The murder of an innocent man at point blank range was the by-product of a violent confrontation between two rival bikie gangs, a jury has been told.
Panel beater Jason De Ieso was killed by a shotgun blast to the head at his business in Pooraka, northern Adelaide, in November 2012.
On the fifth and final day of a closing address on Tuesday, crown prosecutor Jim Pearce KC urged the jury to find eight men guilty of killing Mr De Ieso, even though all the evidence against them was circumstantial.
The jury previously heard the group, who had links to the Hells Angels motorcycle gang, murdered the 33-year-old bystander after their intended target left the address minutes before they arrived.
Musa Alzuain, who was 19 years old at the time, is alleged to have pulled the trigger, but Mr Pearce also urged the jury to find the rest of the accused guilty as they were part of a joint enterprise to kill.
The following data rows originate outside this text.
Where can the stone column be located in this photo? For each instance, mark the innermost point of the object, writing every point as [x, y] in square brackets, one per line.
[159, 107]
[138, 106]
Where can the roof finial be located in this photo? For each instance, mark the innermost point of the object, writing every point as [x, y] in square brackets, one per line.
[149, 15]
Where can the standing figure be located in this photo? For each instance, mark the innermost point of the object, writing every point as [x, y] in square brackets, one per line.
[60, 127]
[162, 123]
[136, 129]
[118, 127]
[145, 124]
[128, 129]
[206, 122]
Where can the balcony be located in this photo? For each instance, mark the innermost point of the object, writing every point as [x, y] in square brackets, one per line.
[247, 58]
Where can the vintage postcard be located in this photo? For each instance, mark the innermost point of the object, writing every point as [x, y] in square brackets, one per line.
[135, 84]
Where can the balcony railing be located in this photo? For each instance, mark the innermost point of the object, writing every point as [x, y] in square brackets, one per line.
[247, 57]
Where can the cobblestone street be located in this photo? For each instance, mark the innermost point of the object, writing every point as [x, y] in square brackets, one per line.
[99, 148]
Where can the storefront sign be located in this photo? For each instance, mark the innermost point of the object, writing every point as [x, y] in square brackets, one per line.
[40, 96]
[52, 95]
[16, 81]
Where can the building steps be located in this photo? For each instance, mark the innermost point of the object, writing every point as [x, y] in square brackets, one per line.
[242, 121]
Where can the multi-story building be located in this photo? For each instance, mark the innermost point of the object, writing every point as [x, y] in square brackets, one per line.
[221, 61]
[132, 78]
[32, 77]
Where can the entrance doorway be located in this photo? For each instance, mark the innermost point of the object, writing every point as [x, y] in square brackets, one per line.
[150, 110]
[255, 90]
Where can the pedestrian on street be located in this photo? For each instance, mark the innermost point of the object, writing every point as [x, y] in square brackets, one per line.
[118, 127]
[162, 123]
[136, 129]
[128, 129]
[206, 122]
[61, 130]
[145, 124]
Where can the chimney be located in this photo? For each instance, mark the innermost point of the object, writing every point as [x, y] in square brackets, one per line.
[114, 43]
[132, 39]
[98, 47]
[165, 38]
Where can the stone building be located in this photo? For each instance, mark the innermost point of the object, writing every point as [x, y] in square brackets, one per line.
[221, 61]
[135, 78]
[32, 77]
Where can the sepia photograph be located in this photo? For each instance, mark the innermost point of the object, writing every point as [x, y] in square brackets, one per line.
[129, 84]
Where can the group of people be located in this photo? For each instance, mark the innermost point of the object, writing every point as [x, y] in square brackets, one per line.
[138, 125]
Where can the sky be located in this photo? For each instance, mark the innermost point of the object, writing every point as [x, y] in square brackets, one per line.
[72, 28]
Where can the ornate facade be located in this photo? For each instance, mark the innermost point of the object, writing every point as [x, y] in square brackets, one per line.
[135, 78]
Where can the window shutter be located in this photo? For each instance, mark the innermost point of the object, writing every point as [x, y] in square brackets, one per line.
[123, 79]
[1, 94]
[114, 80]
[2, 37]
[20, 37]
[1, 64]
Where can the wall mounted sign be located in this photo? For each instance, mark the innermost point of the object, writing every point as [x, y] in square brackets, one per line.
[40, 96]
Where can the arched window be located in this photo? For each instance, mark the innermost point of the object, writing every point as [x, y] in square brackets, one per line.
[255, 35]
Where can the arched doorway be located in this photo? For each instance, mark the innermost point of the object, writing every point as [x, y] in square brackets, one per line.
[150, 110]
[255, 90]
As well as Alzuain, now in his 30s, his older brothers Husain Alzuain and Mohamed Alzuain have been charged with Mr De Ieso's murder, along with Daniel Mark Jalleh, Ross William Montgomery, Seywan Moradi, Kyle Lloyd Pryde and Nicholas Sianis.
All have pleaded not guilty.
A ninth man suspected of taking part in the attack has since died.
Mr Pearce said the circumstantial evidence, when taken together, removes the possibility of coincidence and proves beyond reasonable doubt the eight men's guilt.
He argued data from phone towers showed the men were in the area together and CCTV footage from the crime scene depicted men who resembled the accused.
The group also shared a common motive to hit back at a rival member of the Finks bikie gang amid escalating violence between the groups, Mr Pearce said.
"When you combine the evidence it paints a clear unambiguous picture," he said.
"These things were not just a coincidence. They are facts that establish the guilt of these men. They establish that at the time Mr De Ieso was killed there was this violent confrontation between these two groups.
"An innocent man was killed - that's the truth."
Husain Alzuain's defence barrister, Winston Terracini KC, said the prosecution ignored witnesses who contradicted its side of events, including one woman who claimed to see a tattoo on one of the men at the crime scene that didn't match any of the accused.
"The word facts has been used a lot," Mr Terracini said.
"Facts don't go away simply because they're ignored."
Mr Terracini and defence barristers for the other seven accused men will continue their closing addresses on Wednesday.